“Where are your guards?” I ask.
“Dead or engaged,” Vincenzo says. “The first wave came in with stolen credentials.”
“I’m going to kill everyone involved.”
“I assumed.”
The elevator drops. Too slow. Everything is too fucking slow.
Then Vincenzo coughs.
It is small. Almost covered by noise. He tries to turn away from the phone, tries to bury it under another breath, but I hear it. I hear the wet edge. I hear the way his next inhale is just a fraction thinner.
“You’re hit,” I say.
“I’m fine,” he answers immediately.
“Do not fucking lie to me.”
“I’m moving.”
“That isn’t an answer.”
His voice has gone sharp with warning now, but there’s strain under it—real strain. I know his pained voice. I know the difference between clipped irritation and a man forcing his lungs to work around damage. My vision tunnels.
“Where?” I demand.
“Doesn’t matter.”
“Where the fuck are you hit?”
He doesn’t answer, and the silence lasts one second too long.

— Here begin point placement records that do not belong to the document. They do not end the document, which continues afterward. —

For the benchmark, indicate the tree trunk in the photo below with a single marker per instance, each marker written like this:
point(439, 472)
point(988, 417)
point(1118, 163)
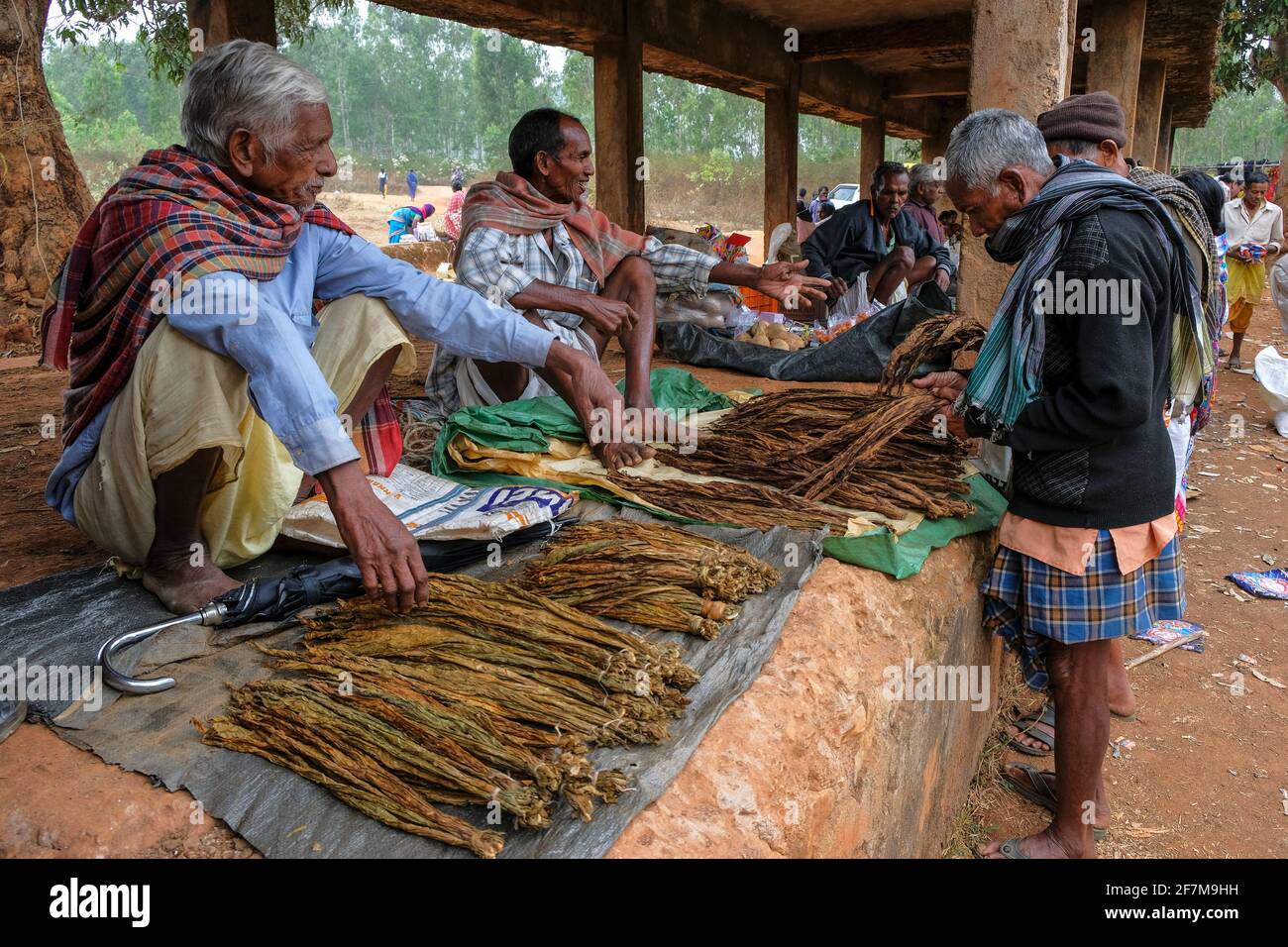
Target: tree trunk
point(43, 195)
point(220, 21)
point(1282, 192)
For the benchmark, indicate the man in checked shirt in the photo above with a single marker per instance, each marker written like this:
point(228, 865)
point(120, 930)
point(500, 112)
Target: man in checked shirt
point(531, 243)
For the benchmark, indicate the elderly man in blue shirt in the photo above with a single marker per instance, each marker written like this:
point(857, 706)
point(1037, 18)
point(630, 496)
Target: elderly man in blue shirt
point(205, 392)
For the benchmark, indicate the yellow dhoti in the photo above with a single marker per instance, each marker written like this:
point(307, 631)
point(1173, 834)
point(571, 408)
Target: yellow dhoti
point(1243, 287)
point(181, 398)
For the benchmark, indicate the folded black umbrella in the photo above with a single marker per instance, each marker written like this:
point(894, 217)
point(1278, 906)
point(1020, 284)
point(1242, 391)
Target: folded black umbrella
point(278, 598)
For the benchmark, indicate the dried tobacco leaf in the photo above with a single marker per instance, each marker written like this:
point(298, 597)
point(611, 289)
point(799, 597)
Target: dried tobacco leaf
point(485, 696)
point(648, 574)
point(857, 451)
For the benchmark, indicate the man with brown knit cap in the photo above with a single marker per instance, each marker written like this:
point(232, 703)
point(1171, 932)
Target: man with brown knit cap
point(1093, 128)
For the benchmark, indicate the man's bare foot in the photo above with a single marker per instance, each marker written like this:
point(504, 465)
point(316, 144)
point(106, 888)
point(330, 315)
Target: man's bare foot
point(1044, 844)
point(307, 486)
point(181, 586)
point(1038, 788)
point(1039, 736)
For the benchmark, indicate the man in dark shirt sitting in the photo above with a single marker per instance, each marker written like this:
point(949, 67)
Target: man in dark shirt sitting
point(870, 250)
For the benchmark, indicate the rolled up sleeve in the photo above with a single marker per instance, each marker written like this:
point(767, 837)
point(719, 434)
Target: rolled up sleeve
point(678, 268)
point(490, 265)
point(286, 386)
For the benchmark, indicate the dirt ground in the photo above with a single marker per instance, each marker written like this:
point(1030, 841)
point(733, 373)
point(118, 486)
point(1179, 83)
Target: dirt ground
point(1206, 776)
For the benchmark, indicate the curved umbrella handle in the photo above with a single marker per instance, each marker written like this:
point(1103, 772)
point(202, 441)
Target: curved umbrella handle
point(209, 615)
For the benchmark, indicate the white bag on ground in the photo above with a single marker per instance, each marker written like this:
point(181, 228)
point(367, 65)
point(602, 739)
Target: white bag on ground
point(1279, 290)
point(1271, 372)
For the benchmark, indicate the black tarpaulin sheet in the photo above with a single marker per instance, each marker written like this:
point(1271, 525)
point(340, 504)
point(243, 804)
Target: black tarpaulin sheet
point(859, 355)
point(282, 814)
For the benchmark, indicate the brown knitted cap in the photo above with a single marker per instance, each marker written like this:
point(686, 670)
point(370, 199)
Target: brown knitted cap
point(1093, 118)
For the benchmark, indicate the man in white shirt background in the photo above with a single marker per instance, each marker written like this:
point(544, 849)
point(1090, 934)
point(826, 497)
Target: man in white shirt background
point(1254, 230)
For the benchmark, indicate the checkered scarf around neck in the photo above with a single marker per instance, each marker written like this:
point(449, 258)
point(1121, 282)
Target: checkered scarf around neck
point(1009, 372)
point(172, 215)
point(1185, 208)
point(510, 204)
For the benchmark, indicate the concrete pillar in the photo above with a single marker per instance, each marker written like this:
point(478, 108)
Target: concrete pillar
point(935, 146)
point(220, 21)
point(1115, 65)
point(1149, 111)
point(871, 151)
point(1019, 56)
point(782, 142)
point(619, 125)
point(1166, 136)
point(1072, 26)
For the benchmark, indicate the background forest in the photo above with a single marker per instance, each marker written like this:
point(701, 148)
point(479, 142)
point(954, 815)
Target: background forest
point(416, 91)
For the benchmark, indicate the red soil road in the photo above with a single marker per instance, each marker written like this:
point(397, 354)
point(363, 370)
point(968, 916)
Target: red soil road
point(1203, 779)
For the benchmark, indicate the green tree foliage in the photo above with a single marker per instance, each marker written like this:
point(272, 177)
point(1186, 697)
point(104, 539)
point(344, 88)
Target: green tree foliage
point(1253, 46)
point(1241, 125)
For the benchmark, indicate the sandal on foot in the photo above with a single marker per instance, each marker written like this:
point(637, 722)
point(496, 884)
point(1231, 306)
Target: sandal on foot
point(1037, 724)
point(1010, 849)
point(1033, 785)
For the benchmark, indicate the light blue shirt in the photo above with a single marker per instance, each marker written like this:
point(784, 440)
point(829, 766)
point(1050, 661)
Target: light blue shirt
point(271, 341)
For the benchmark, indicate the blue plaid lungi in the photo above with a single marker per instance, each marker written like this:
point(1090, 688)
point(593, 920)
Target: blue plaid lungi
point(1030, 603)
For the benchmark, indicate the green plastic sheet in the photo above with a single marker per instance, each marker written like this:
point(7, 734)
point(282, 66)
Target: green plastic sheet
point(528, 425)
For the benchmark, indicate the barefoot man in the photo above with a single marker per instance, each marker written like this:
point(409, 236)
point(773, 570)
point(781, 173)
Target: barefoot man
point(205, 393)
point(531, 243)
point(1074, 376)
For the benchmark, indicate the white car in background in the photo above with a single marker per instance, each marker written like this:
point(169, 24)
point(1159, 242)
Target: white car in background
point(844, 195)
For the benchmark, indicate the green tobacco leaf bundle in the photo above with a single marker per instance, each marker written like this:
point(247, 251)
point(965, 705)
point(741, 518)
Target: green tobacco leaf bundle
point(648, 574)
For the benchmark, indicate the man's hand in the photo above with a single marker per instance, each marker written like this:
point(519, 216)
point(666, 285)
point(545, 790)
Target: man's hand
point(943, 384)
point(386, 553)
point(609, 316)
point(789, 283)
point(583, 382)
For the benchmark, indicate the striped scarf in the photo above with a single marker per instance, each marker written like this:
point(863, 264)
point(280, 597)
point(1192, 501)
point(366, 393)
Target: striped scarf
point(1009, 372)
point(510, 204)
point(1186, 210)
point(172, 215)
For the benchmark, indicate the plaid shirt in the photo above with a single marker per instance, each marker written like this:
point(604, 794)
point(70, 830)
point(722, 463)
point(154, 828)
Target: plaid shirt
point(498, 265)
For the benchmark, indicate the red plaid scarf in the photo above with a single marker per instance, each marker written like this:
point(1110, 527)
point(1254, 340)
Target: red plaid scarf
point(510, 204)
point(170, 217)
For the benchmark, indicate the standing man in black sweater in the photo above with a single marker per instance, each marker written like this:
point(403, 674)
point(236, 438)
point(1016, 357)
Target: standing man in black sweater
point(1074, 376)
point(868, 250)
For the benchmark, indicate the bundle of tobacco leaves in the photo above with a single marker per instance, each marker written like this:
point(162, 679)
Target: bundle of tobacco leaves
point(857, 451)
point(648, 574)
point(735, 504)
point(487, 694)
point(930, 342)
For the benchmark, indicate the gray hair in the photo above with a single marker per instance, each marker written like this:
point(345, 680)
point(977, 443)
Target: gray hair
point(921, 174)
point(244, 85)
point(990, 141)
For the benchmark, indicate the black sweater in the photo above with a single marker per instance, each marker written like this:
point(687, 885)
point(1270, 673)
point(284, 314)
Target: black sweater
point(1093, 450)
point(850, 243)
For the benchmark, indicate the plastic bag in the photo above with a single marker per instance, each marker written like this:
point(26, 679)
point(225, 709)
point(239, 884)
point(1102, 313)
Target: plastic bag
point(1271, 373)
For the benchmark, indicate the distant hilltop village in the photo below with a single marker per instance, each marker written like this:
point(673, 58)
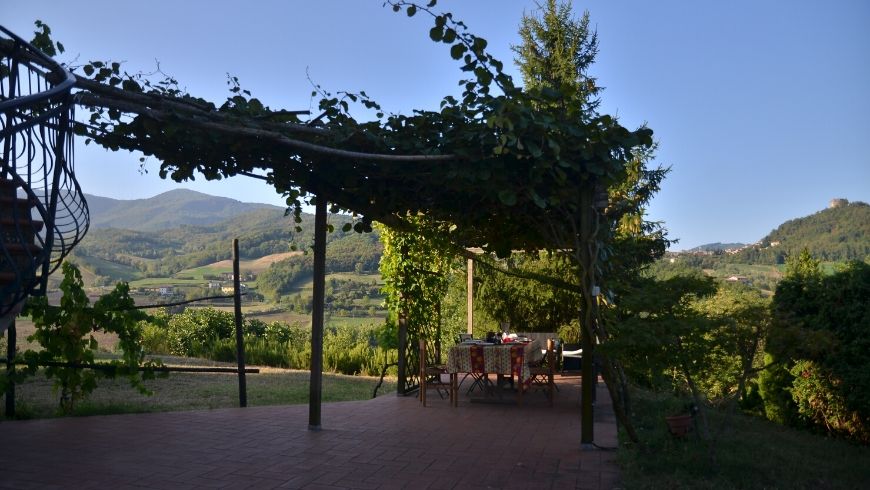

“Side,” Vincenzo says after half a second, like the word has been dragged out of him by force. “Maybe lower ribs. It’s nothing.”
I make a sound that doesn’t belong to me. Kai’s eyes snap toward me, and I see in his face that he heard enough to understand.
The elevator doors open, and we explode into the lobby. The hotel staff scatters before us. Maksim is shouting into his phone now, voice hard enough to crack bone. The convoy is already there, engines running, doors open, men armed and moving with the beautiful terror of disciplined panic.
I get into the back seat, with Kai on one side and Maksim in front. The car surges forward before the door is fully shut.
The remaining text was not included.